Climate lobby group forges ahead online during COVID-19

Citizens Climate Lobby Canada

MINDEMOYA – On Monday, May 11, Citizens Climate Lobby (CCL) brought Canadian and international climate experts together in a wide-ranging virtual conference watched live by more than 100 CCL members from seven provinces, including representatives from Manitoulin Island. It was also viewed more than 100 times online in the first 48 hours of posting.

“Last week, Citizens Climate Lobby Canada, an organization I just joined, held an online conference to help prepare citizen advocates to lobby their MPs for improvements in Canada’s carbon pricing policy over the next four weeks,” said Jan McQuay, of Mindemoya. “With the pandemic, I believe people realize how important it is to pay attention to our epidemiologists, and it is equally important to pay attention to our climatologists. If the world after the pandemic looks like the world before the pandemic, we will be heading straight for runaway climate change.” 
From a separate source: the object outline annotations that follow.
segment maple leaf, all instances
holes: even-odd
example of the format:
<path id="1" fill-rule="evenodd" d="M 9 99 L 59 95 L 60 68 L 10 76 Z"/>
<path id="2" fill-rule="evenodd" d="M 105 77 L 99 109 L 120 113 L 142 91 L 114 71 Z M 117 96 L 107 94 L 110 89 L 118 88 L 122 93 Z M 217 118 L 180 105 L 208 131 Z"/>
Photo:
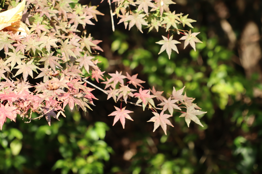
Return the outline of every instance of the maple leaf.
<path id="1" fill-rule="evenodd" d="M 168 109 L 168 111 L 170 114 L 173 115 L 173 112 L 174 112 L 174 109 L 176 109 L 181 110 L 181 109 L 178 107 L 177 105 L 174 104 L 178 100 L 171 100 L 171 97 L 170 97 L 167 100 L 166 99 L 164 99 L 164 102 L 162 102 L 158 105 L 163 106 L 163 111 L 165 111 L 167 109 Z"/>
<path id="2" fill-rule="evenodd" d="M 127 25 L 128 24 L 128 22 L 127 22 L 127 21 L 128 20 L 127 17 L 129 15 L 129 11 L 128 11 L 127 13 L 125 13 L 123 15 L 119 15 L 118 16 L 118 17 L 121 17 L 121 19 L 119 20 L 119 22 L 117 23 L 117 24 L 118 24 L 120 23 L 124 22 L 124 24 L 125 25 L 125 28 L 126 29 L 127 27 Z"/>
<path id="3" fill-rule="evenodd" d="M 86 14 L 88 16 L 91 16 L 94 17 L 94 18 L 96 20 L 96 21 L 97 21 L 97 19 L 96 18 L 96 15 L 102 15 L 103 16 L 105 15 L 101 13 L 97 10 L 96 8 L 97 8 L 96 6 L 91 6 L 89 7 L 87 6 L 85 9 L 84 11 L 86 12 Z"/>
<path id="4" fill-rule="evenodd" d="M 171 95 L 172 98 L 174 100 L 178 100 L 180 101 L 183 101 L 184 99 L 184 95 L 182 95 L 182 94 L 183 93 L 184 89 L 185 89 L 185 87 L 184 86 L 182 89 L 177 91 L 174 87 L 173 87 L 173 91 L 172 92 L 172 95 Z"/>
<path id="5" fill-rule="evenodd" d="M 154 95 L 156 96 L 156 98 L 158 101 L 160 100 L 163 102 L 163 101 L 164 99 L 166 98 L 164 96 L 161 95 L 164 91 L 156 91 L 155 89 L 155 87 L 154 86 L 153 86 L 153 88 L 152 90 L 150 89 L 150 91 Z"/>
<path id="6" fill-rule="evenodd" d="M 17 47 L 15 48 L 15 51 L 16 52 L 18 52 L 20 50 L 23 54 L 25 54 L 25 49 L 26 47 L 26 45 L 18 41 L 17 43 L 13 44 L 13 45 Z"/>
<path id="7" fill-rule="evenodd" d="M 95 65 L 91 60 L 95 57 L 93 56 L 87 56 L 85 54 L 84 57 L 80 56 L 80 58 L 75 60 L 77 62 L 79 62 L 79 66 L 80 67 L 82 68 L 84 66 L 85 69 L 86 70 L 86 72 L 89 74 L 89 66 L 95 67 Z"/>
<path id="8" fill-rule="evenodd" d="M 33 39 L 31 37 L 30 38 L 28 41 L 23 43 L 27 46 L 25 50 L 26 51 L 32 49 L 34 55 L 35 54 L 35 51 L 37 49 L 41 51 L 42 51 L 42 49 L 39 46 L 42 43 L 42 42 L 40 41 L 37 41 L 35 39 Z"/>
<path id="9" fill-rule="evenodd" d="M 144 81 L 141 80 L 140 79 L 137 79 L 137 75 L 138 74 L 137 74 L 135 75 L 133 75 L 131 77 L 128 73 L 127 72 L 127 78 L 129 80 L 130 80 L 130 81 L 128 82 L 129 84 L 132 83 L 133 85 L 135 86 L 136 88 L 137 88 L 137 85 L 138 85 L 139 86 L 141 87 L 144 88 L 144 87 L 142 86 L 139 84 L 139 83 L 143 83 L 145 82 Z"/>
<path id="10" fill-rule="evenodd" d="M 62 67 L 60 65 L 59 63 L 56 61 L 56 60 L 61 59 L 56 56 L 53 56 L 54 52 L 53 52 L 49 55 L 43 53 L 43 57 L 39 60 L 39 62 L 44 62 L 45 67 L 44 68 L 46 69 L 48 68 L 50 66 L 51 68 L 54 71 L 55 71 L 56 65 L 57 66 L 60 68 Z"/>
<path id="11" fill-rule="evenodd" d="M 2 50 L 3 49 L 5 52 L 8 53 L 8 48 L 10 49 L 14 49 L 14 47 L 11 44 L 14 41 L 14 40 L 8 40 L 8 38 L 7 37 L 3 38 L 1 37 L 0 38 L 0 50 Z"/>
<path id="12" fill-rule="evenodd" d="M 51 38 L 51 37 L 50 36 L 44 36 L 41 37 L 40 38 L 40 39 L 41 42 L 43 43 L 40 45 L 40 48 L 42 49 L 45 47 L 46 49 L 46 50 L 49 53 L 50 53 L 50 50 L 51 49 L 51 46 L 54 47 L 58 47 L 56 43 L 56 42 L 58 40 L 58 39 L 57 39 Z M 14 46 L 15 46 L 14 44 Z"/>
<path id="13" fill-rule="evenodd" d="M 156 8 L 154 4 L 151 2 L 152 0 L 139 0 L 135 3 L 135 4 L 139 5 L 137 8 L 137 11 L 139 11 L 143 8 L 146 14 L 148 16 L 148 7 L 152 8 Z"/>
<path id="14" fill-rule="evenodd" d="M 169 39 L 164 36 L 162 36 L 164 40 L 161 40 L 160 41 L 156 43 L 158 44 L 163 45 L 161 47 L 161 48 L 160 49 L 160 51 L 159 51 L 159 52 L 158 53 L 158 54 L 159 54 L 166 50 L 167 55 L 168 55 L 168 57 L 170 59 L 171 52 L 172 51 L 172 50 L 176 51 L 178 53 L 178 51 L 177 50 L 177 48 L 175 44 L 181 44 L 181 43 L 176 40 L 173 40 L 173 35 L 172 35 L 171 36 Z"/>
<path id="15" fill-rule="evenodd" d="M 106 91 L 108 93 L 107 95 L 107 100 L 108 100 L 110 98 L 112 97 L 114 99 L 115 102 L 116 103 L 116 96 L 118 94 L 118 90 L 119 89 L 112 89 L 111 88 L 109 88 L 110 90 L 108 90 Z"/>
<path id="16" fill-rule="evenodd" d="M 173 116 L 168 114 L 163 114 L 164 111 L 162 111 L 160 113 L 160 115 L 158 113 L 155 112 L 152 112 L 152 113 L 155 116 L 151 118 L 150 120 L 147 121 L 147 122 L 154 122 L 154 130 L 153 131 L 154 132 L 157 128 L 160 125 L 163 130 L 164 131 L 165 134 L 166 135 L 166 125 L 168 124 L 172 127 L 174 127 L 174 126 L 172 125 L 170 121 L 167 119 L 167 118 L 172 117 Z"/>
<path id="17" fill-rule="evenodd" d="M 156 3 L 155 4 L 156 7 L 159 9 L 160 11 L 160 15 L 162 16 L 163 15 L 164 10 L 166 12 L 169 12 L 170 11 L 169 5 L 170 4 L 176 4 L 171 0 L 155 0 L 155 1 Z M 151 11 L 156 10 L 155 9 L 152 9 Z"/>
<path id="18" fill-rule="evenodd" d="M 195 51 L 196 51 L 196 45 L 195 43 L 203 43 L 200 40 L 196 37 L 196 36 L 200 33 L 200 32 L 197 33 L 191 33 L 191 30 L 189 31 L 188 33 L 184 32 L 184 33 L 185 35 L 179 39 L 179 40 L 185 40 L 185 43 L 184 44 L 184 49 L 190 44 L 191 46 L 194 49 Z"/>
<path id="19" fill-rule="evenodd" d="M 101 71 L 100 69 L 97 69 L 95 70 L 92 70 L 92 78 L 95 78 L 96 80 L 97 83 L 99 83 L 98 81 L 98 79 L 105 80 L 105 79 L 103 79 L 102 76 L 103 76 L 104 75 L 103 74 L 105 72 L 105 71 L 103 71 L 102 72 Z"/>
<path id="20" fill-rule="evenodd" d="M 195 108 L 198 109 L 202 109 L 195 103 L 193 103 L 192 102 L 195 100 L 195 98 L 193 98 L 192 97 L 189 97 L 187 96 L 187 93 L 185 92 L 185 95 L 184 95 L 184 101 L 182 102 L 182 103 L 184 105 L 187 107 L 189 107 L 194 105 Z"/>
<path id="21" fill-rule="evenodd" d="M 151 26 L 149 28 L 149 30 L 148 32 L 149 32 L 152 30 L 153 28 L 154 27 L 156 30 L 156 32 L 158 32 L 158 28 L 159 27 L 162 26 L 161 25 L 161 21 L 158 20 L 157 20 L 155 17 L 154 17 L 154 19 L 152 19 L 151 21 L 151 23 L 150 24 Z"/>
<path id="22" fill-rule="evenodd" d="M 128 87 L 128 85 L 126 86 L 125 86 L 120 84 L 120 86 L 121 86 L 121 87 L 119 88 L 118 91 L 118 92 L 119 93 L 118 97 L 117 98 L 117 100 L 123 97 L 124 100 L 126 103 L 127 103 L 127 97 L 128 96 L 130 96 L 131 97 L 134 97 L 134 95 L 132 92 L 135 91 L 136 90 L 132 89 L 130 89 Z"/>
<path id="23" fill-rule="evenodd" d="M 72 56 L 76 58 L 76 56 L 71 49 L 73 48 L 74 46 L 70 44 L 68 44 L 68 41 L 69 39 L 68 39 L 64 42 L 61 40 L 61 52 L 62 55 L 66 58 L 66 60 L 70 60 L 69 56 Z"/>
<path id="24" fill-rule="evenodd" d="M 15 66 L 16 63 L 18 65 L 21 65 L 22 64 L 21 59 L 23 58 L 27 58 L 23 55 L 21 54 L 20 51 L 16 52 L 14 50 L 13 50 L 13 52 L 9 52 L 7 53 L 6 54 L 8 56 L 10 56 L 6 61 L 5 63 L 7 63 L 10 62 L 11 62 L 11 70 Z"/>
<path id="25" fill-rule="evenodd" d="M 15 122 L 17 113 L 15 110 L 17 109 L 15 107 L 9 106 L 8 103 L 5 106 L 0 103 L 0 130 L 2 130 L 3 125 L 6 121 L 7 118 Z"/>
<path id="26" fill-rule="evenodd" d="M 113 125 L 114 125 L 120 119 L 120 122 L 122 124 L 122 125 L 123 126 L 123 129 L 125 128 L 125 118 L 129 119 L 130 120 L 134 121 L 130 116 L 128 114 L 132 112 L 133 112 L 133 111 L 130 111 L 128 110 L 125 110 L 125 107 L 124 107 L 120 109 L 117 107 L 114 106 L 116 110 L 116 111 L 114 111 L 113 112 L 108 115 L 108 116 L 116 116 L 114 118 L 114 123 L 113 123 Z"/>
<path id="27" fill-rule="evenodd" d="M 132 13 L 132 15 L 129 15 L 126 18 L 127 21 L 130 21 L 129 22 L 129 27 L 128 30 L 130 30 L 132 27 L 135 24 L 137 27 L 141 32 L 143 33 L 142 31 L 142 25 L 148 26 L 147 22 L 143 18 L 145 16 L 146 14 L 139 14 L 138 13 Z"/>
<path id="28" fill-rule="evenodd" d="M 109 86 L 108 85 L 110 84 L 109 83 L 112 82 L 113 83 L 110 85 L 113 89 L 116 89 L 116 86 L 119 82 L 121 84 L 124 85 L 124 80 L 123 80 L 123 79 L 127 78 L 126 76 L 122 75 L 122 71 L 119 73 L 118 71 L 116 71 L 115 73 L 108 73 L 108 74 L 112 77 L 109 79 L 107 82 L 104 82 L 101 83 L 106 84 L 107 86 L 106 86 L 105 89 L 108 87 L 107 86 Z"/>
<path id="29" fill-rule="evenodd" d="M 168 13 L 164 13 L 164 14 L 166 16 L 163 17 L 163 19 L 164 20 L 161 23 L 161 24 L 166 24 L 166 32 L 167 31 L 168 29 L 171 26 L 173 26 L 176 29 L 178 29 L 177 24 L 180 23 L 179 21 L 180 20 L 180 18 L 178 17 L 178 16 L 181 15 L 182 14 L 176 14 L 176 11 L 174 11 L 172 13 L 169 12 Z"/>
<path id="30" fill-rule="evenodd" d="M 90 53 L 92 52 L 91 51 L 91 47 L 97 46 L 92 42 L 92 38 L 93 37 L 91 37 L 90 35 L 89 35 L 88 37 L 87 38 L 85 36 L 82 37 L 80 42 L 81 44 L 81 48 L 83 49 L 85 47 Z"/>
<path id="31" fill-rule="evenodd" d="M 24 0 L 14 8 L 0 13 L 0 30 L 21 20 L 26 1 Z"/>
<path id="32" fill-rule="evenodd" d="M 152 98 L 152 97 L 150 94 L 148 93 L 148 92 L 149 91 L 149 89 L 146 89 L 142 90 L 141 88 L 139 89 L 139 93 L 135 93 L 134 95 L 143 101 L 143 103 L 145 105 L 146 104 L 146 98 Z"/>
<path id="33" fill-rule="evenodd" d="M 183 113 L 179 117 L 184 117 L 185 122 L 187 124 L 187 126 L 189 127 L 189 124 L 191 120 L 198 124 L 202 127 L 204 127 L 203 125 L 200 122 L 199 119 L 196 115 L 199 115 L 201 114 L 206 113 L 207 112 L 203 112 L 199 110 L 195 109 L 194 106 L 192 106 L 187 109 L 187 112 L 186 113 Z"/>
<path id="34" fill-rule="evenodd" d="M 32 70 L 36 72 L 37 73 L 37 71 L 36 69 L 39 69 L 39 68 L 32 64 L 33 61 L 34 59 L 32 59 L 26 63 L 26 64 L 25 63 L 22 62 L 21 64 L 18 65 L 14 68 L 19 69 L 14 76 L 15 77 L 23 73 L 23 78 L 24 80 L 26 80 L 28 74 L 30 75 L 32 78 L 34 78 L 33 77 Z"/>
<path id="35" fill-rule="evenodd" d="M 183 24 L 183 27 L 184 27 L 185 25 L 186 24 L 189 27 L 191 27 L 192 28 L 194 28 L 194 27 L 193 27 L 193 26 L 192 26 L 190 23 L 196 22 L 196 21 L 193 20 L 192 19 L 188 19 L 187 16 L 188 15 L 188 14 L 184 16 L 182 16 L 182 15 L 181 16 L 180 16 L 180 21 Z"/>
This year’s CCL conference covered a wide range of subjects including perspectives on legislating climate accountability in Canada; insights gained from international climate lawsuits and carbon pricing initiatives around the world; how to build a better future faster; learnings from international CCL chapters; and training for new CCL members. CCL members will now go on to lobby their parliamentarians via video and teleconferencing calls.

“Canada has shown smart, economically efficient leadership by putting in place a federal carbon pricing policy that directly benefits Canadian households. This model can be emulated by other nations to strengthen their own economic futures. As it stands, Canada is racing ahead,” said Joe Robertson, global strategy director, CCL.

Keynote speaker Jason Dion, mitigation director of the Canadian Institute of Climate Choices, a new national research institute with a mandate to bring clarity to Canada’s climate choices, shared his perspective on how to legislate climate accountability. This was timely because one of the lobbying requests of CCL Canada is the legislation of science-based GHG targets. At the end of his presentation, he acknowledged CCL Canada for its advocacy of the carbon fee and dividend policy: “You folks were saying it early and often and should take some credit for where we are today.”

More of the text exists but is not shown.